Appeal Is the Prudent Choice In UC Decision

By Becky O'Malley
Thursday July 24, 2008 - 09:50:00 AM

Today’s regular editorial, to be found in its usual place in the opinion section, was written on Tuesday, before the trial court decision on the three lawsuits against the University of California. But Judge Barbara Miller’s decision, faxed to attorneys late in the day on Tuesday, puts the Berkeley City Council suddenly on the hot seat. Because of the judge’s curious timing—some angry friends of the oaks even call it prejudicial—plaintiffs, including the City of Berkeley, have only a short week in which to file their appeals. It’s especially tough because Tuesday night was supposed to have been the last City Council meeting before the summer recess, and many other members of plaintiff groups and their attorneys are on vacation, to be expected at this time of year. 

Here’s the concrete version of what has to be balanced: the plaintiffs’ sunk costs from the trial level against the possible added cost of going forward. In this equation, since Judge Miller stuck the plaintiffs with the lion’s share of the expenses, appealing only makes sense.  

It’s usually taken for granted that the cost of appealing is but a fraction of trial costs, since the expensive presentation of evidence is over and done with—appeals are mostly just writing. An appeal is like a lottery ticket with much better than usual odds of winning. Experienced legal commentators, in this paper and elsewhere, have given plaintiffs a good chance of winning on appeal, some noting a number of probable errors in the trial record.  

If the city wins, it’s likely that the sunk costs of the trial will be recouped. As poker players would say, you have to know when to hold ’em and when to fold ’em, and this is not the time to fold. 

In the intangible category, appealing also makes sense. The City of Berkeley is embarking on what could be a lengthy power struggle, stretching over decades, to determine whose city this is. One view is that it’s home to more than 100,000 residents, including students, employees and faculty members of the University of California at Berkeley. The contrary view is that it’s become just one vast industrial park to be sliced and diced at the behest of the local industry, which happens to be in the sports biz at this site.  
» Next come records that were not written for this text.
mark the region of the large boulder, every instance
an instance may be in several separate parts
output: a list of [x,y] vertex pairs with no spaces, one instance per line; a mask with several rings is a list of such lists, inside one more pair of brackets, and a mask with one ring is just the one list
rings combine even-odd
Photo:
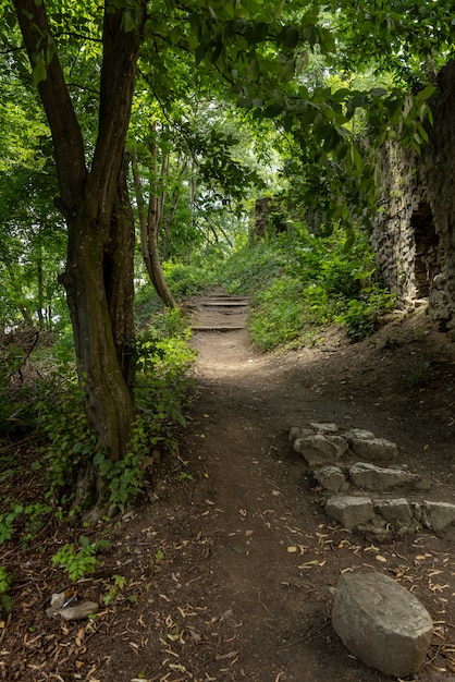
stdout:
[[376,572],[340,579],[332,624],[346,648],[383,674],[404,678],[423,666],[433,624],[420,601]]

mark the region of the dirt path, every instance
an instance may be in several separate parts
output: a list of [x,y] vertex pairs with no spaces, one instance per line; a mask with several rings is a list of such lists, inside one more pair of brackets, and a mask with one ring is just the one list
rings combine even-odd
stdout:
[[[368,568],[396,576],[439,621],[432,660],[415,680],[454,680],[452,532],[378,546],[340,529],[287,442],[290,427],[308,421],[371,428],[399,436],[404,460],[421,470],[426,463],[406,446],[422,452],[438,443],[431,465],[438,486],[447,468],[447,433],[430,434],[427,405],[417,419],[413,401],[406,415],[397,412],[405,397],[389,395],[372,367],[358,367],[354,388],[356,352],[259,355],[243,328],[245,301],[226,302],[218,291],[197,301],[195,314],[199,399],[182,449],[184,486],[179,494],[172,485],[169,497],[163,490],[160,521],[149,515],[163,559],[153,575],[159,596],[143,617],[147,645],[138,658],[146,679],[386,680],[348,656],[330,625],[341,572]],[[345,378],[343,363],[351,369]],[[110,661],[118,672],[121,660]]]
[[102,567],[75,586],[101,605],[94,621],[46,614],[65,587],[46,568],[51,539],[46,559],[24,564],[22,610],[0,619],[0,679],[385,682],[330,624],[341,572],[367,568],[410,589],[435,622],[415,681],[455,680],[454,528],[382,545],[340,528],[287,439],[311,421],[370,429],[430,479],[429,499],[455,501],[453,343],[416,314],[356,345],[328,333],[316,348],[260,355],[247,310],[221,291],[193,302],[199,394],[179,465],[162,462],[150,503],[113,526]]

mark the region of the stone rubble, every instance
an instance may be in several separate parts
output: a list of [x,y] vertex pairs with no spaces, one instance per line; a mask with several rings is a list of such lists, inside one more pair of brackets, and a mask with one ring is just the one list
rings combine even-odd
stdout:
[[[336,424],[313,422],[291,428],[290,441],[320,488],[332,494],[325,502],[327,514],[346,529],[386,539],[422,529],[442,531],[455,524],[455,504],[416,499],[431,487],[417,474],[405,466],[358,461],[360,454],[382,464],[396,461],[398,449],[390,440],[365,429],[343,430]],[[395,488],[406,488],[410,499],[403,495],[388,497]]]

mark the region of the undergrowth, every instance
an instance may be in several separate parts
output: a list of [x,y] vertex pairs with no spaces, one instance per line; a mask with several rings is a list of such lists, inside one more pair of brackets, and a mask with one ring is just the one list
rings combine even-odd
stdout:
[[[185,425],[184,411],[193,394],[188,370],[194,352],[188,338],[186,320],[179,310],[157,314],[138,333],[136,419],[128,451],[119,462],[106,455],[88,427],[72,344],[65,341],[48,349],[46,357],[41,353],[39,368],[35,367],[28,387],[33,407],[27,409],[34,419],[33,439],[27,438],[28,475],[39,479],[39,487],[34,490],[40,499],[28,500],[26,491],[21,502],[9,496],[9,485],[16,489],[24,472],[21,474],[14,449],[9,444],[0,447],[0,546],[14,541],[27,547],[49,519],[70,520],[84,512],[76,504],[76,491],[79,472],[87,464],[95,466],[104,480],[107,508],[122,511],[135,502],[147,484],[146,472],[151,471],[149,455],[153,451],[177,461],[177,427]],[[73,576],[88,571],[90,562],[96,561],[98,547],[87,543],[81,547],[70,545],[57,555],[56,562],[64,564]],[[7,598],[3,601],[0,609],[8,605]]]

The worst outcome of this controversy, for both city and university, and a very likely one, is that the gym will be built but the stadium won’t be rehabbed, because of its location smack dab on top of the Hayward fault—a key part of the trial court’s decision. That would leave both parties stuck with a large new white elephant in a location that is worse than awkward, snuggled right up to an aging and unusable shell.  

In a previous piece we used the German word lebensraum, literally “living space,” to characterize the university’s desires. A younger copy editor wasn’t familiar with the word. It has unpleasant associations with Hitler’s expansion of Germany into Poland, but it’s a concept that clearly describes the institutional tendency toward infinite territorial expansion in the name of progress.  

One of the key grounds on which environmental attorneys say the trial decision is vulnerable on appeal is failing to consider more environmentally sound alternatives than just adding more concrete to an already compromised site. In a world threatened by climate change, where green ideas have suddenly gained new currency, perhaps it’s time to acknowledge that we can no longer just build our way out of problems. The City of Berkeley now has the ability—and the responsibility—to teach the university something in this regard.  

And a good chance to save local taxpayers some money in the bargain.